May’s shenanigans yesterday in the Commons over the European arrest warrant is the perfect example of how far relations with the EU are being treated as an outpost of internal Tory party politics. Any same person knows that the European Arrest Warrant and other key parts of EU cooperation, like criminal record checks and joint cross-border investigations, make sense because they catch criminals and increase safety for citizens across the EU. May promised a vote in Parliament on this, but astonishingly was then ducking and diving to avoid one at all costs because the government is running scared of the fanatically anti-EU Tory Right.
The motion due to be voted on in yesterday’s business in the House didn’t even mention the European Arrest Warrant. Instead it referred only to a document that includes 11 of the 35 measures requiring to be transposed into domestic law in order to meet the UK’s obligations, but again it doesn’t include the European Arrest Warrant. The Home Secretary’s opt-out and then opt-back-in has been a game of Eurosceptic hokey cokey for the sake of internal Tory party management – brazenly putting party interests before those of the country.
There are around 3,600 organised crime groups active in the EU and involved in drugs, human trafficking, online child exploitation, and theft. Cross-border crime is a reality, and to dispense with the European Arrest Warrant and cross-border EU cooperation to deal with it is deeply irresponsible, especially when it is pandering to back-bench ideological prejudice. The urgent need for this measure is shown by the fact that last year over 1,000 foreign criminals were deported under the European Arrest Warrant, mostly for drug trafficking, murder, fraud, child sex offences and rape. Senior police officers have made clear how important it is in enabling them to deport foreign criminals without going through a lengthy extradition process.
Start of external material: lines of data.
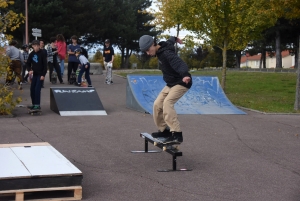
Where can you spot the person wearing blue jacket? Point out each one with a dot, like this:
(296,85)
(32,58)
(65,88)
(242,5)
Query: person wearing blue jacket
(73,60)
(178,82)
(37,68)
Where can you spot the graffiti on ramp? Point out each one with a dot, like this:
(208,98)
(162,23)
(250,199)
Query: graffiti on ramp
(205,96)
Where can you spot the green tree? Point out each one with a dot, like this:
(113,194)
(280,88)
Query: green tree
(228,24)
(9,22)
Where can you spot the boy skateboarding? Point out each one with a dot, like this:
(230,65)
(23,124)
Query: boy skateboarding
(178,82)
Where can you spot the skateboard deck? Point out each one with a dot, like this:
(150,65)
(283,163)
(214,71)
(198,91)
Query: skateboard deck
(166,145)
(32,112)
(160,141)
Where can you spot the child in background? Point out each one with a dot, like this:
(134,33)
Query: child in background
(37,68)
(84,68)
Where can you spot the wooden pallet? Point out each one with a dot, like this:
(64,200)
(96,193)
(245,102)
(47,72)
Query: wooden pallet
(19,194)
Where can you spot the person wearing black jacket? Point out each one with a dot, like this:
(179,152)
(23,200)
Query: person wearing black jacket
(37,68)
(178,82)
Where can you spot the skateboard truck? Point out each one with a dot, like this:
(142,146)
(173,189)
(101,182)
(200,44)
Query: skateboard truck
(174,152)
(146,148)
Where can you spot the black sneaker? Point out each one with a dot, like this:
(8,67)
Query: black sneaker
(165,134)
(176,137)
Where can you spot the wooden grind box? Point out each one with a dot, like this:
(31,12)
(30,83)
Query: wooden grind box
(32,167)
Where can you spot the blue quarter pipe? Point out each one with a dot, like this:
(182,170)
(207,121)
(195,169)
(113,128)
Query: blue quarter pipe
(205,96)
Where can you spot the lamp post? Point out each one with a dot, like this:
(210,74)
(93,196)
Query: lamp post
(26,22)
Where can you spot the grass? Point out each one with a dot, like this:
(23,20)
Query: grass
(266,92)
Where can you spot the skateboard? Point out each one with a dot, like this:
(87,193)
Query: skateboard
(54,78)
(174,146)
(32,112)
(166,145)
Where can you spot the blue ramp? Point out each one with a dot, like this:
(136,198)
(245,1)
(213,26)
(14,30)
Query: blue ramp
(205,96)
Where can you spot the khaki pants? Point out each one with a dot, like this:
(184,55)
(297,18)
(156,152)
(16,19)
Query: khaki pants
(164,113)
(15,67)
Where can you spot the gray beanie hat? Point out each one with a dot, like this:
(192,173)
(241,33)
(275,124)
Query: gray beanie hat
(145,42)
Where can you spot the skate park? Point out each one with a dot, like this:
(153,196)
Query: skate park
(233,157)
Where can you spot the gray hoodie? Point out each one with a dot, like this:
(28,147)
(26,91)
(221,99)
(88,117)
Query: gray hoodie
(174,69)
(14,53)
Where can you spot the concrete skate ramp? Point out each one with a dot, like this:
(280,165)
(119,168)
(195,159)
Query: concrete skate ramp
(205,97)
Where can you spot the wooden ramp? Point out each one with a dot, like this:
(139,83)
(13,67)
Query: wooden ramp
(39,171)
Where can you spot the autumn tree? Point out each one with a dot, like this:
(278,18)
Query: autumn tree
(228,24)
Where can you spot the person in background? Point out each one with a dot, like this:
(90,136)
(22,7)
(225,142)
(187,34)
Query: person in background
(62,50)
(53,60)
(108,55)
(73,60)
(25,56)
(37,67)
(84,68)
(16,63)
(42,47)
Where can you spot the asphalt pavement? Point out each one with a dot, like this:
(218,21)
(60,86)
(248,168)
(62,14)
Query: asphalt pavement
(253,157)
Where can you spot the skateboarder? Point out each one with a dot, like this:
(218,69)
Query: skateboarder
(84,68)
(178,82)
(37,66)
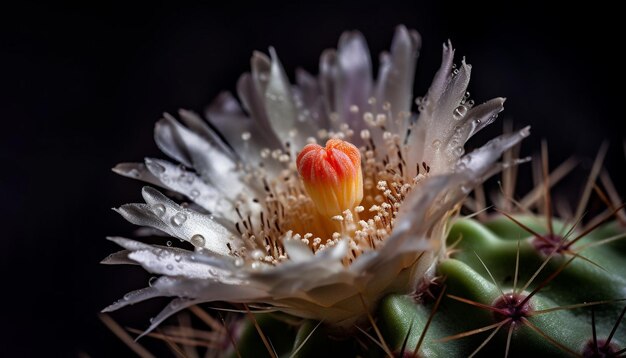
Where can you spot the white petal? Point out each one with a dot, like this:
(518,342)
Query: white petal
(189,184)
(136,171)
(397,71)
(165,215)
(354,85)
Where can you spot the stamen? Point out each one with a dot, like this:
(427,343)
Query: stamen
(332,176)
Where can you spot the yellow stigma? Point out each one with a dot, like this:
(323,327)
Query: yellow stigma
(332,176)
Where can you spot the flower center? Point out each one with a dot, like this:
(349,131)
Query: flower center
(329,193)
(332,176)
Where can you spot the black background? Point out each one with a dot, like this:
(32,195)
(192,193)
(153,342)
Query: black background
(83,86)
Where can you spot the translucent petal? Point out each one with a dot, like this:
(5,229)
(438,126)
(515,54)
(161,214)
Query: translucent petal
(165,215)
(354,79)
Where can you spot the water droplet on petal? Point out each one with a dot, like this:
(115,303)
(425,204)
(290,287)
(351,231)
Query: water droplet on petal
(179,219)
(155,167)
(459,112)
(257,254)
(197,240)
(159,209)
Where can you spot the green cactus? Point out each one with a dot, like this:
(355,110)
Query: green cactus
(568,289)
(499,292)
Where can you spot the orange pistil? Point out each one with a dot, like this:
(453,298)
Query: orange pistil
(332,176)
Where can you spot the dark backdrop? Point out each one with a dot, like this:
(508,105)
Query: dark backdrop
(83,86)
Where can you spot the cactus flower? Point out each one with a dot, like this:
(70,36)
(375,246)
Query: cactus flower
(323,231)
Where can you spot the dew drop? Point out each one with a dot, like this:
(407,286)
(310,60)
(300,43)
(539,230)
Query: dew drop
(459,112)
(197,240)
(257,254)
(155,167)
(179,219)
(159,209)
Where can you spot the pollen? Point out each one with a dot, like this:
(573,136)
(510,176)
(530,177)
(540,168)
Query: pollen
(332,176)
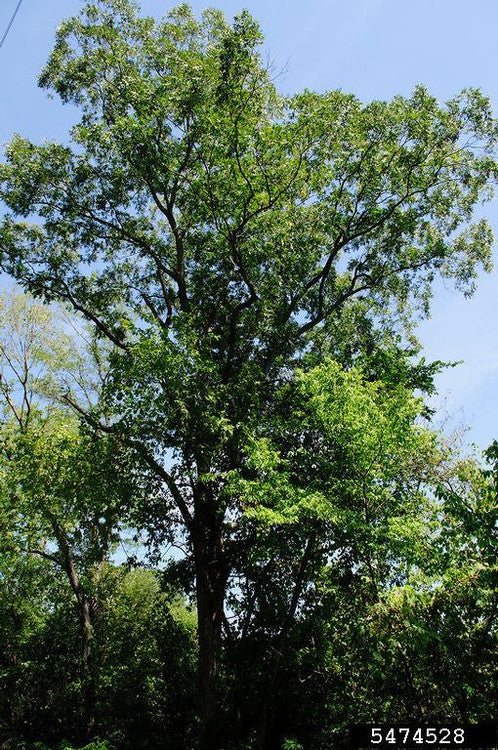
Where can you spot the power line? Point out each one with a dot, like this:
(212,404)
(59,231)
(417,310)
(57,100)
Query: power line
(10,23)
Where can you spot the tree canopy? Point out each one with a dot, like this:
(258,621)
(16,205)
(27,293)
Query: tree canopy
(254,263)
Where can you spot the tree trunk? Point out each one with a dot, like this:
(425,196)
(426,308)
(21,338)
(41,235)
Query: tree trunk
(211,578)
(85,617)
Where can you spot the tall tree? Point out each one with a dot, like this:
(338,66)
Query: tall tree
(215,232)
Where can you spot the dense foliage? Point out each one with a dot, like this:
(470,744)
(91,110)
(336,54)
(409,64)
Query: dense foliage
(247,391)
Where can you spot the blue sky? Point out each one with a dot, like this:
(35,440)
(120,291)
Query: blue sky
(372,48)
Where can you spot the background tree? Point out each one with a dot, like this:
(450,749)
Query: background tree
(215,232)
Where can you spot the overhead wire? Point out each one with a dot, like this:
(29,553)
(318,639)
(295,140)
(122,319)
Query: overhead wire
(4,37)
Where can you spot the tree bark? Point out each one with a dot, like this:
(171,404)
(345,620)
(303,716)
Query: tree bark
(85,617)
(211,572)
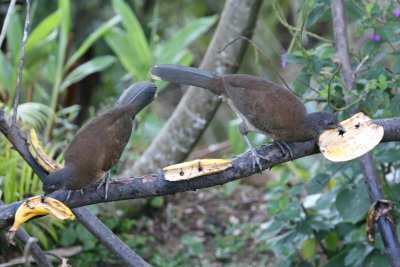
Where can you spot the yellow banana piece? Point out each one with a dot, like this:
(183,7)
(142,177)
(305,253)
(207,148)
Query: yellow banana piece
(38,206)
(195,168)
(40,155)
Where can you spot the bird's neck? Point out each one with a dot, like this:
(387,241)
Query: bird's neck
(312,128)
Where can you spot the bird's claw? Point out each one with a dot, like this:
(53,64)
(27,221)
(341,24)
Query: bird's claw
(284,147)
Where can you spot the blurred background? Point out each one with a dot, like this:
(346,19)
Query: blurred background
(81,55)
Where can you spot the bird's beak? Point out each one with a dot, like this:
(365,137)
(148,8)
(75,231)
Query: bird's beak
(342,130)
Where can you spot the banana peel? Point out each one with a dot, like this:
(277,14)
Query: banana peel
(38,206)
(361,136)
(37,152)
(191,169)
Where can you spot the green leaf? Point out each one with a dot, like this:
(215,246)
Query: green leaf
(135,37)
(34,114)
(91,39)
(302,81)
(320,10)
(308,249)
(45,27)
(5,74)
(395,106)
(332,241)
(94,65)
(118,42)
(382,82)
(318,183)
(167,53)
(353,204)
(357,254)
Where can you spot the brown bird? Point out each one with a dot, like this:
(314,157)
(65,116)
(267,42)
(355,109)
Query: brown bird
(263,106)
(100,143)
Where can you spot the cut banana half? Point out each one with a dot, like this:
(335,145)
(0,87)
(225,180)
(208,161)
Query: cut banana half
(361,136)
(37,152)
(38,206)
(191,169)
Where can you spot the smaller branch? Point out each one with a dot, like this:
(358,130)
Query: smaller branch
(155,184)
(386,228)
(18,140)
(37,253)
(109,239)
(22,59)
(7,21)
(341,43)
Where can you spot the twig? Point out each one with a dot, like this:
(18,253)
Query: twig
(7,21)
(17,139)
(37,253)
(22,58)
(197,107)
(109,239)
(389,237)
(156,185)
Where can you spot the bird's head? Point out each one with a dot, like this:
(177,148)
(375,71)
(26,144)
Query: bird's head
(56,181)
(141,92)
(321,121)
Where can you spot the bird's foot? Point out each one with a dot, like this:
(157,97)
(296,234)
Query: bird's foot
(256,157)
(380,208)
(284,147)
(106,182)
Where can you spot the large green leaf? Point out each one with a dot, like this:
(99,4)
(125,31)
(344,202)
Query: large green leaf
(45,27)
(168,52)
(94,65)
(91,39)
(118,42)
(33,114)
(135,37)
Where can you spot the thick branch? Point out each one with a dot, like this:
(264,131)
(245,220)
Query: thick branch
(388,233)
(155,184)
(18,140)
(197,107)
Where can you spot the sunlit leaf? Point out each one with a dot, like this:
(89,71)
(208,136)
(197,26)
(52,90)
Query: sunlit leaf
(94,65)
(167,53)
(45,27)
(91,39)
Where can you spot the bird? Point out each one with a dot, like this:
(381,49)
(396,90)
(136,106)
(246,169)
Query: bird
(263,106)
(98,145)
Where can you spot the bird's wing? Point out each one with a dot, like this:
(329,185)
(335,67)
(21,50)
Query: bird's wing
(100,143)
(268,107)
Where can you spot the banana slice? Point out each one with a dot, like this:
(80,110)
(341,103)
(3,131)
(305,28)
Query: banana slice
(361,136)
(195,168)
(40,155)
(38,206)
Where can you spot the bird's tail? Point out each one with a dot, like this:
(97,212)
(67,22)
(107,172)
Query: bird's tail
(137,96)
(186,75)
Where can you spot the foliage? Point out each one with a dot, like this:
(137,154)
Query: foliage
(320,221)
(316,210)
(138,55)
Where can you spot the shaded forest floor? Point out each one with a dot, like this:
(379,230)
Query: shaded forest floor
(211,227)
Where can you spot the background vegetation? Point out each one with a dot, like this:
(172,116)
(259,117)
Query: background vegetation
(80,55)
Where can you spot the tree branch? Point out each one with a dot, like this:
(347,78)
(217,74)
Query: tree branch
(96,227)
(155,184)
(388,233)
(197,107)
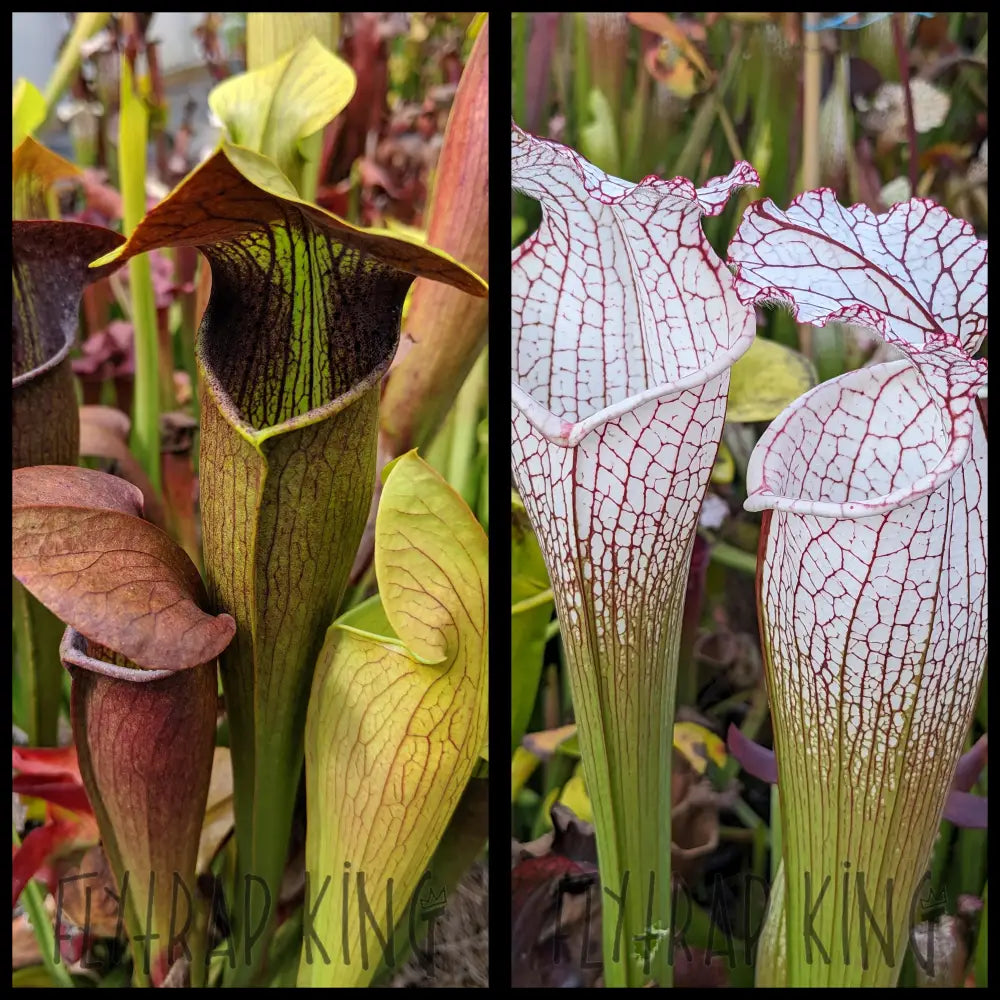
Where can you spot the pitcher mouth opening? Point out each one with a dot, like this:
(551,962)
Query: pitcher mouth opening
(782,476)
(73,653)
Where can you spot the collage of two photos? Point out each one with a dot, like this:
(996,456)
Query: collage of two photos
(264,683)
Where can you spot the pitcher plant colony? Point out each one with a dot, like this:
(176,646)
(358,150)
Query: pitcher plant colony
(748,504)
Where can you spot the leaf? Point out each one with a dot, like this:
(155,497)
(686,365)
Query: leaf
(28,108)
(545,743)
(301,325)
(145,751)
(872,577)
(219,810)
(624,327)
(80,546)
(528,579)
(765,380)
(574,796)
(271,110)
(699,746)
(35,170)
(49,274)
(917,278)
(396,720)
(448,329)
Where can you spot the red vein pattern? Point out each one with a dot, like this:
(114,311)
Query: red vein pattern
(624,324)
(872,583)
(916,276)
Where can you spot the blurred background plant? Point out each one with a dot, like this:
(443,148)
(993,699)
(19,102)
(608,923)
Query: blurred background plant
(124,97)
(810,100)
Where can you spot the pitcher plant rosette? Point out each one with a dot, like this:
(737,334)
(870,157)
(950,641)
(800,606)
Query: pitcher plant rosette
(142,654)
(872,575)
(624,324)
(302,324)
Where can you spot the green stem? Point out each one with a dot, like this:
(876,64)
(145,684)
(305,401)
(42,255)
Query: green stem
(624,699)
(41,924)
(462,472)
(132,136)
(535,601)
(37,634)
(85,26)
(728,555)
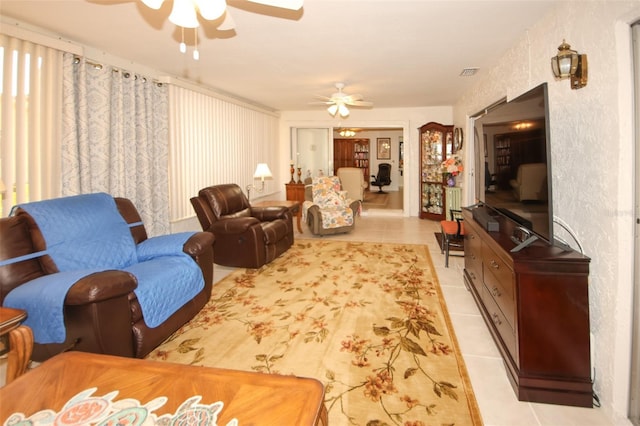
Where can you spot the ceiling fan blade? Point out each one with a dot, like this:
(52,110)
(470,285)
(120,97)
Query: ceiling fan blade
(283,4)
(228,23)
(361,103)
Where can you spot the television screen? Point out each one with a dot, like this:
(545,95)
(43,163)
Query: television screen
(515,177)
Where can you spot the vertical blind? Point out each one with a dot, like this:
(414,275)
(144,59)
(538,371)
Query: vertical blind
(29,121)
(213,141)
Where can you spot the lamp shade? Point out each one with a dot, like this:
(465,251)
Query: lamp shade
(183,14)
(262,171)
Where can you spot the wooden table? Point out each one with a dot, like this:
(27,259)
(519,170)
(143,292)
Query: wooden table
(293,206)
(18,338)
(251,398)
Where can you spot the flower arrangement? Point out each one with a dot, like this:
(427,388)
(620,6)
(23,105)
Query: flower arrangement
(453,165)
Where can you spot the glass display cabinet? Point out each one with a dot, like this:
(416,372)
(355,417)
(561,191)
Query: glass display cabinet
(436,145)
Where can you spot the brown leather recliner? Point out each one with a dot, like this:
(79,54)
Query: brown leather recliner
(246,236)
(101,311)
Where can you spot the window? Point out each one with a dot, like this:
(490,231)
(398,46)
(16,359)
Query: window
(29,121)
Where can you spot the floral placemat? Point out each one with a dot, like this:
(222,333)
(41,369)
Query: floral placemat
(86,409)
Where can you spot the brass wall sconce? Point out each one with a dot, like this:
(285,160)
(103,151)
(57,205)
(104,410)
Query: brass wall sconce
(570,64)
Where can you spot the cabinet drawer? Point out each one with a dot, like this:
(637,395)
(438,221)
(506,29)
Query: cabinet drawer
(473,259)
(503,327)
(499,282)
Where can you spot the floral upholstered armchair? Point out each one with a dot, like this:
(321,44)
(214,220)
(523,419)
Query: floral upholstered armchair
(326,209)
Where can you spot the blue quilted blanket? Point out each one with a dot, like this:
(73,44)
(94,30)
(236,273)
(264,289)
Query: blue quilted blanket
(85,234)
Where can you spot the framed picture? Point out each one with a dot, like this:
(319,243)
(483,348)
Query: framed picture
(384,148)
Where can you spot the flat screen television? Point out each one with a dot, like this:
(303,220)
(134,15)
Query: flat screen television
(515,176)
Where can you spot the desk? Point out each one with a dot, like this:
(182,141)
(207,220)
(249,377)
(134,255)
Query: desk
(293,206)
(251,398)
(20,341)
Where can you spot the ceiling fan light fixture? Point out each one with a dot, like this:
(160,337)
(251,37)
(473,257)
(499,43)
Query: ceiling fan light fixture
(153,4)
(211,9)
(183,14)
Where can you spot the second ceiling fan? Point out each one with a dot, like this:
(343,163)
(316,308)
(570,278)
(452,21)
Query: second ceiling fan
(339,101)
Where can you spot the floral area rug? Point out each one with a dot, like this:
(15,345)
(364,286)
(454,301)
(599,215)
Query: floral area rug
(367,320)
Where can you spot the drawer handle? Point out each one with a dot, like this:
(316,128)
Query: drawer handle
(496,319)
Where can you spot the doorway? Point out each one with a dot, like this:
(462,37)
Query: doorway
(385,145)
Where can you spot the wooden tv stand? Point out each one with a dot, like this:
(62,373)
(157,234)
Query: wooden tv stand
(535,303)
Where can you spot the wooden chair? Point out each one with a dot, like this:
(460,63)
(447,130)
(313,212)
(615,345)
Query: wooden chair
(452,234)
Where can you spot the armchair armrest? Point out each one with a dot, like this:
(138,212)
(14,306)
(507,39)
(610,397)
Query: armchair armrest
(101,286)
(199,243)
(236,225)
(163,245)
(269,214)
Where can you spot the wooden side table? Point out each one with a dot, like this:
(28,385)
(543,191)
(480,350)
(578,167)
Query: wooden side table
(250,397)
(293,206)
(295,192)
(19,340)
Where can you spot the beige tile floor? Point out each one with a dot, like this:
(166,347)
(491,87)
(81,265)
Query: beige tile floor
(498,403)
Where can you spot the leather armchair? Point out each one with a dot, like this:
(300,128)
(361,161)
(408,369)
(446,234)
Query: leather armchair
(101,311)
(246,236)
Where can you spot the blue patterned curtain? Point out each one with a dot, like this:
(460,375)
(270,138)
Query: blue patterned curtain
(115,138)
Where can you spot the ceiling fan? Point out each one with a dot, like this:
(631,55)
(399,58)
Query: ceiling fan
(339,100)
(184,12)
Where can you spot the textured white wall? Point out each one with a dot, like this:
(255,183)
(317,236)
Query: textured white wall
(591,150)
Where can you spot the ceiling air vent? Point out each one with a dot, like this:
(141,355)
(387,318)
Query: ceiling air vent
(467,72)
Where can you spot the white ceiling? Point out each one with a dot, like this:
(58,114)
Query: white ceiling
(397,53)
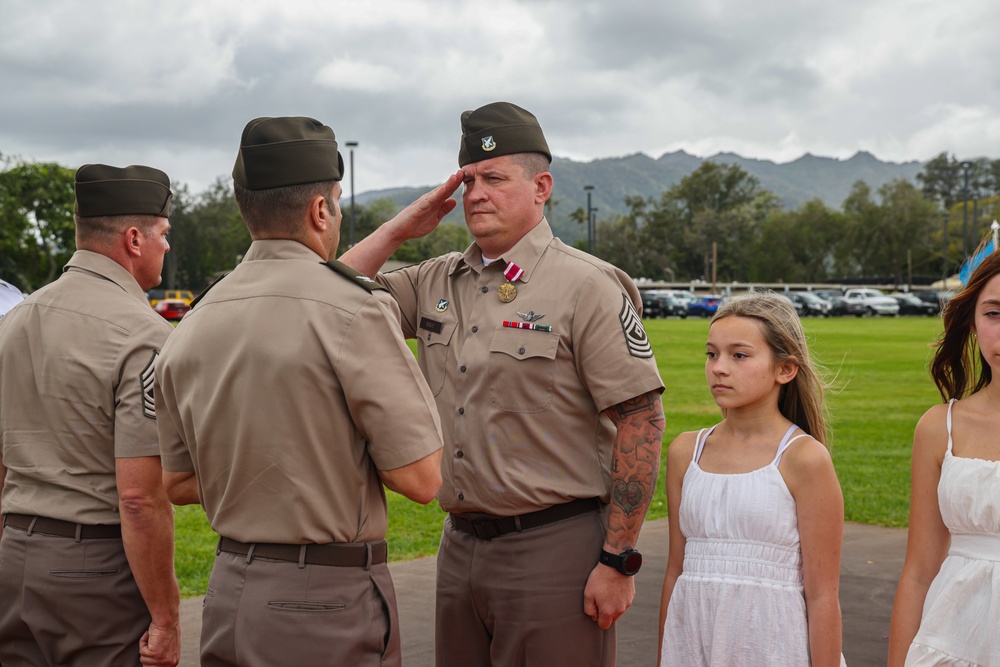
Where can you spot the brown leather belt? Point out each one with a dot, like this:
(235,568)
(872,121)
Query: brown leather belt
(59,528)
(490,527)
(363,554)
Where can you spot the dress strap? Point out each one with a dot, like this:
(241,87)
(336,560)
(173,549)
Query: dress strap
(699,443)
(785,442)
(948,422)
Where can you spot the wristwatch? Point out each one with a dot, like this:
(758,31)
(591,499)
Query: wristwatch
(627,562)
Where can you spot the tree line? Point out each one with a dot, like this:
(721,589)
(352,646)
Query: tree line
(898,233)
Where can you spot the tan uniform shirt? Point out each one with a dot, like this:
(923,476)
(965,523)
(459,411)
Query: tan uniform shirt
(76,391)
(520,409)
(283,389)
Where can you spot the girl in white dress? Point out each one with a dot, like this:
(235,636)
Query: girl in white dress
(756,511)
(947,609)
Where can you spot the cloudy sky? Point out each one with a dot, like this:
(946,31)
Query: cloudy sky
(171,84)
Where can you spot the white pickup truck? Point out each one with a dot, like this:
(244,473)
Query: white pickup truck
(874,302)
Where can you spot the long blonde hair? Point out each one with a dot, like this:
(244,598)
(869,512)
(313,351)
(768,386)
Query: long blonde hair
(801,400)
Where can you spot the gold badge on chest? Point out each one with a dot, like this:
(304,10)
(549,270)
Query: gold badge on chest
(507,292)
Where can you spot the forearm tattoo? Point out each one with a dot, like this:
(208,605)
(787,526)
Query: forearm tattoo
(635,464)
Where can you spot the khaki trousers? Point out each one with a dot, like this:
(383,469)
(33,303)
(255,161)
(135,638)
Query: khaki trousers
(517,599)
(267,612)
(64,602)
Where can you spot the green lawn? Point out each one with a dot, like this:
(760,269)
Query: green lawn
(881,387)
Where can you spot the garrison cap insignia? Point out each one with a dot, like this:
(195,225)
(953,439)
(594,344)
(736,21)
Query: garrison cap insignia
(530,316)
(635,334)
(146,379)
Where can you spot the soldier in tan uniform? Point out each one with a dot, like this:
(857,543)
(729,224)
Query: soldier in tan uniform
(550,407)
(86,558)
(289,397)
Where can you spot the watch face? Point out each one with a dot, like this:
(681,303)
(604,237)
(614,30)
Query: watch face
(631,562)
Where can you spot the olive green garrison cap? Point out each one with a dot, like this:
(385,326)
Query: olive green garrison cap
(134,190)
(500,128)
(278,152)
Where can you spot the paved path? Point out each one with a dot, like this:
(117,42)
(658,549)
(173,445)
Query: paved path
(872,560)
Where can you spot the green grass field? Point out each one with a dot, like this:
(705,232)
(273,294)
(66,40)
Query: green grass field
(878,368)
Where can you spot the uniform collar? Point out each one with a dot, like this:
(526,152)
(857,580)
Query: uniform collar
(280,249)
(107,268)
(526,253)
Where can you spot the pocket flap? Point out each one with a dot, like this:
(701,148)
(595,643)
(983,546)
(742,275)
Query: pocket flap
(525,343)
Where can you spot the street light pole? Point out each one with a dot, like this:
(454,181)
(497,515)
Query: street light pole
(590,220)
(944,246)
(965,208)
(352,145)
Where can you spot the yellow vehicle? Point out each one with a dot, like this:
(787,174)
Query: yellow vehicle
(156,295)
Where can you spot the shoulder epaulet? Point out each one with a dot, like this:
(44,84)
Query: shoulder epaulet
(359,279)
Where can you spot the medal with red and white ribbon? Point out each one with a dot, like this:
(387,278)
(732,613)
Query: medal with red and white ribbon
(507,292)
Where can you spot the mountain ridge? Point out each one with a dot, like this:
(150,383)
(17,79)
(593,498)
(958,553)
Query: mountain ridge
(806,178)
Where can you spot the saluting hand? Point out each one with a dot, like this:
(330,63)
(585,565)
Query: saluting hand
(421,217)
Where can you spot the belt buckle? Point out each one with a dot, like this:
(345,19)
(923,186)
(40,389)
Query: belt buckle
(486,529)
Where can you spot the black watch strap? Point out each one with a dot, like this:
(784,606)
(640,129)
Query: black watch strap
(627,562)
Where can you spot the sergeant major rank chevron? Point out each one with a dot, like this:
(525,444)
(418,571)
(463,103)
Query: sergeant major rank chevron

There are many recent examples to prove this. In 2005 an EAW enabled the UK to quickly extradite from Italy a fugitive bomber, Hussain Osman, who with accomplices had tried to carry out a terror attack in London. In 2012 Jason McKay was extradited from Poland within 2 weeks for murdering his partner, when under the old extradition arrangements it would have taken several years. Altogether the UK has deported over 4,000 criminals under the EAW, 95% of whom are foreign criminals removed from the UK. One such operation tackled a Romanian gang that was trafficking children into the UK, and resulted in the arrest of 126 suspects for human trafficking, benefit fraud, money laundering and child neglect, including the identification of 272 trafficking victims.
Playing political party games with police controls against crime on this scale and with such sickening human consequences is unforgiveable.